Suppose that you're sitting at the beach one day, and you realize that the waves are hitting the shore once every 5 seconds. If you also know that the peaks of the waves are 15 meters apart, what is the speed of the incoming waves?

Answer

For this question, we're given the distance between wave peaks (wavelength) as well as how long it takes for each wave to hit the shore (period). We're then asked to use this information to solve for the speed of the waves.
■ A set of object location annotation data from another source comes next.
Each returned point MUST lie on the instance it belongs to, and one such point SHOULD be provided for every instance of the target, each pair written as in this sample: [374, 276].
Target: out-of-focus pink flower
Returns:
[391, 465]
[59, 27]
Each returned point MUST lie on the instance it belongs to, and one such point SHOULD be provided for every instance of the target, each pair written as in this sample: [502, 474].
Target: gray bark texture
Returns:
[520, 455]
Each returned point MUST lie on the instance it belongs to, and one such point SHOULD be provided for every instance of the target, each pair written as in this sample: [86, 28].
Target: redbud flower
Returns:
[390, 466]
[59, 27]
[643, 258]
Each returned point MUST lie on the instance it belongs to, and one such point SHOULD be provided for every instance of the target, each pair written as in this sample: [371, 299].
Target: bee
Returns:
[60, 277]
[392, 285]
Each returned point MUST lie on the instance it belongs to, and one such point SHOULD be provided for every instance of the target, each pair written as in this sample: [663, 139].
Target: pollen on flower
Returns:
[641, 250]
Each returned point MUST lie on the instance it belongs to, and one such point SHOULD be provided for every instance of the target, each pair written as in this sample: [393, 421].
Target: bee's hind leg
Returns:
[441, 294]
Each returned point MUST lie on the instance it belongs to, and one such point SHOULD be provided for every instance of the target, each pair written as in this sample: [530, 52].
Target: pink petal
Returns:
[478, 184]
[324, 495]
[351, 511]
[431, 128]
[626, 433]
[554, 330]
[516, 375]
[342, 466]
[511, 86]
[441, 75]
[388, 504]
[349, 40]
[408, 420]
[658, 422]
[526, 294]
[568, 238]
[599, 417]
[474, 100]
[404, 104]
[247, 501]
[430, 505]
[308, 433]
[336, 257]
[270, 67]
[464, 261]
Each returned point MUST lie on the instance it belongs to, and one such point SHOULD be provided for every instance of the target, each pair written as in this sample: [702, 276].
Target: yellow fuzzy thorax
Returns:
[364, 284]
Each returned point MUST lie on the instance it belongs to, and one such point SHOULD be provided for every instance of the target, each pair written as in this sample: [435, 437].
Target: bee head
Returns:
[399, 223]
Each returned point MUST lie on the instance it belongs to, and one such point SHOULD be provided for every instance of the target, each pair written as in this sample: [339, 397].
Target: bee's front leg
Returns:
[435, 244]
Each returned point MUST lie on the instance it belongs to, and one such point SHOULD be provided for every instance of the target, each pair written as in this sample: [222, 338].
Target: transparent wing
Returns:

First, we'll need to use an equation for the speed of a wave.

$v=f\lambda$

We know from the question stem that we have the wavelength, which is the distance between the peaks of each wave. But we do not have the frequency. However, we can solve for frequency by using the period of the wave as follows:

$T=\frac{1}{f}$

Which we can alternatively write as:

$f=\frac{1}{T}$

The period of the wave, , represents the amount of time it takes for a single wave to pass a given point, and thus has units of time. The inverse of this quantity is the frequency, which describes how many waves pass by a given point in a certain amount of time. Usually, the unit of time in these cases is seconds.

$f=\frac{1}{5: sec}=0.2:sec^{-1}$

Thus, for every one second that passes, one-fifth of a wave will pass by any given point.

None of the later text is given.